It was in 1965, however, that the Battle for the Buffalo truly began in earnest. Pro-dam forces within the State Legislature blocked funding for the State Parks Commission. All four of Arkansas’s Representatives supported the dam, and, not wanting to start a fight with Congressman Trimble, neither Senators Fulbright nor John McClellan would support or oppose the project. At an appearance in Washington, D.C., before the Board of Engineers for Rivers and Harbors, outdoor writer Ben Ferrier stated that “wilderness recreation is far more valuable to the future of the US than artificial lakes. Let’s…see to it that this generation and the next and the next will have an opportunity for recreational experiences that develop resourcefulness, stamina, and muscular physique. Outboard motors, cabin cruisers, and soft living won’t do it.” A.T. Shuller, Superintendent of Berryville Schools, wrote, “Let’s save something of this for future generations and for those of us now living, who enjoy the rugged experience of floating and camping on a beautiful Ozark Mountain stream that remains just as God made it.” Justice Douglas noted that “it would be a sheer desecration to destroy it by a dam or otherwise. It should be kept in perpetuity as a remnant of the ancient Ozarks unspoiled by man…a bit of heaven on earth.”

On Memorial Day, it became clear to all of the involved parties just how entrenched the pro-dam forces of the BRIA were — and how far they were willing to go to destroy the Buffalo River. The Ozark Society’s Harrison chapter essentially disappeared under the withering fire of a telephone harassment campaign; its members, most of whom were just ordinary citizens, were “subjected to abusive phone calls night and day, being threatened with all sorts of violence if they did not cease and desist in their opposition to the dams on the Buffalo. They were told that their trucks would not return from service trips out into the country, their in-town businesses would suffer damage, and they themselves might not be spared.” The Harrison chapter “soon became completely unnerved by the viciousness of the assault. If they were to stay in business in their hometown, they had best no longer affiliate with an anti-dam organization.” The Ozark Society had planned a float and canoe race, the schedule of which was discovered in advance by the BRIA. As dozens of families, including women and children, floated down the Buffalo, they encountered a blockade; the river was blocked by felled trees and fences, with barbed wire strung across in some spots. Several canoes nearly capsized, and then the entire party came under rifle fire, though by the grace of God nobody was significantly injured. The trees that the BRIA had downed “were the largest, most majestic sycamores, sweet gums, maples, and elms nearest the river. It took at least one hundred years for them to grow, and they won’t be replaced tomorrow.” One local lodge owner reported that “I went to the State Police. They told me it was the Sheriff’s responsibility. I went to the Sheriff. He told me to see the Game Warden. I went to the Game Warden. He told me it was the Sheriff’s problem.”

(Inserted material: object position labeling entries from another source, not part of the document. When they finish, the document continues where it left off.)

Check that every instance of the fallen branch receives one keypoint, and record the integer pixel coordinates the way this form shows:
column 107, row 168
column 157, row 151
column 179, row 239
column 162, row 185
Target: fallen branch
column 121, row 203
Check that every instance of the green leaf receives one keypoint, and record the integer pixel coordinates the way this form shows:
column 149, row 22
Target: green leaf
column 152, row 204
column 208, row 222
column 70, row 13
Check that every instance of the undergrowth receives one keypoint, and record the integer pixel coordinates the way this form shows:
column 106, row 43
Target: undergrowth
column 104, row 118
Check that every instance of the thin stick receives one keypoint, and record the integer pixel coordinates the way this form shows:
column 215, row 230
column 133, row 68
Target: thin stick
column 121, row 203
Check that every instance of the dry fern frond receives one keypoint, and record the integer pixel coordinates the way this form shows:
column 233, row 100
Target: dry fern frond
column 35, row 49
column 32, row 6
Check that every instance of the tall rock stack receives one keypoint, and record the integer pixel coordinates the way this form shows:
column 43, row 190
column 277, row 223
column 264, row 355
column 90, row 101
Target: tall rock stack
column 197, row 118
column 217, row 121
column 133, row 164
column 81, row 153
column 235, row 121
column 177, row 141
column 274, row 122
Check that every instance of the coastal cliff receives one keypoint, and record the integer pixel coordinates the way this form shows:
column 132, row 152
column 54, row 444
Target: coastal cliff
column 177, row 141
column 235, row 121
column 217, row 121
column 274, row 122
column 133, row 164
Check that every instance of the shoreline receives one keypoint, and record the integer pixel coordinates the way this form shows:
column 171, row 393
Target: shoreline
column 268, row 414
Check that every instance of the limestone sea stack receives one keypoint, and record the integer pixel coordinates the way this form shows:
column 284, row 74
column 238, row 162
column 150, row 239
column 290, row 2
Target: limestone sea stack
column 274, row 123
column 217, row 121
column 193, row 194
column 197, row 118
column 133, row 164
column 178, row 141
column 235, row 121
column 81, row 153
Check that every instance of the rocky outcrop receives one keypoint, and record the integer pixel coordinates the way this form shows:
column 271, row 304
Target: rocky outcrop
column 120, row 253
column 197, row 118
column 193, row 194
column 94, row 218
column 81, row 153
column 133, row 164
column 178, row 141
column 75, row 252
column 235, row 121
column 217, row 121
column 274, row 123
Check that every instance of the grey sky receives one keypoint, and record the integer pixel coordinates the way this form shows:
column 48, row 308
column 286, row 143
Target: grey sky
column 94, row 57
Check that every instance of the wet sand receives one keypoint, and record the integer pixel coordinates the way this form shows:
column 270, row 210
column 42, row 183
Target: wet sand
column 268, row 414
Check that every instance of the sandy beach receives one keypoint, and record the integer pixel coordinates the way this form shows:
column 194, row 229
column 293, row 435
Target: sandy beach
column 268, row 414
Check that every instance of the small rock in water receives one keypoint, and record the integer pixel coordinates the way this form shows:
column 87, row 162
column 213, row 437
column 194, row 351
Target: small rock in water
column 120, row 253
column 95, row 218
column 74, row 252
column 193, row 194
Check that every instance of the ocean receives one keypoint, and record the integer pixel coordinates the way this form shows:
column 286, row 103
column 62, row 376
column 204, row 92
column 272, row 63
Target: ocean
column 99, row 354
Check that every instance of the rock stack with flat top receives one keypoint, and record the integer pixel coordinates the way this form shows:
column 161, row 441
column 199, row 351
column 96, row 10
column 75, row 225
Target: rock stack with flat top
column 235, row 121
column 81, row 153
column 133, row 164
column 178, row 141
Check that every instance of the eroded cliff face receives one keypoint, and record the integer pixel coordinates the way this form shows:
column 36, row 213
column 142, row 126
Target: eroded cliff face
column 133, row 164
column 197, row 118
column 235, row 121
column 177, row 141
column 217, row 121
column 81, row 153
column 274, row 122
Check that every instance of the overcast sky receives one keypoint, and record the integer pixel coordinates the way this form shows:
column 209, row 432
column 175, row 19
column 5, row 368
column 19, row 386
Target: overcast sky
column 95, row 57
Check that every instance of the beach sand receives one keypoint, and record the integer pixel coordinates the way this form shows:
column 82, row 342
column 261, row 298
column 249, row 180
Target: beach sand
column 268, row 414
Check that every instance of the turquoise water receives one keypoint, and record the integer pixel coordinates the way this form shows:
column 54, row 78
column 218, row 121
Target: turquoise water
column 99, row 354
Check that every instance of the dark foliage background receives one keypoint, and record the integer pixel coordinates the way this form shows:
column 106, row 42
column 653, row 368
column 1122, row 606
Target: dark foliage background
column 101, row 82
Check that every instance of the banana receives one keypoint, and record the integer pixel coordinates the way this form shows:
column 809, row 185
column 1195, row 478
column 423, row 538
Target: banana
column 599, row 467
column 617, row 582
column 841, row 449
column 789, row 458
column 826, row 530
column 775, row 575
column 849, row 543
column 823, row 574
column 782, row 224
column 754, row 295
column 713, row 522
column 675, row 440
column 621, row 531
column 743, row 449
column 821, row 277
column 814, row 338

These hostilities were not confined to 1965, however. In 1985, Compton himself was shot at on the river by parties unknown. Above the majestic Boxley Valley, the Hedges family built a lovely home in 1968. Upon the 1972 creation of the Buffalo National River, the Hedges family sold their home to the Federal government, from whom they leased it for the next twenty-five years. With the 1974 extension of the Wilderness Act, the Hedges family found themselves living in the Upper Buffalo Wilderness Area; as such, only they were allowed to use the old wagon road adjacent to their property. Locals, presumably irritated by being denied permission to use the road, shot up their mailbox and knocked down their fenceposts, after which the National Park Service replaced with a steel gate. An old Jeep and abandoned shed were partially burned, and in 1990 a nearby home being preserved for its historical value was razed. On New Year’s Eve, while the family was on vacation, their charming home was burned to the ground. The Superintendent of the river determined that an accelerant had been used.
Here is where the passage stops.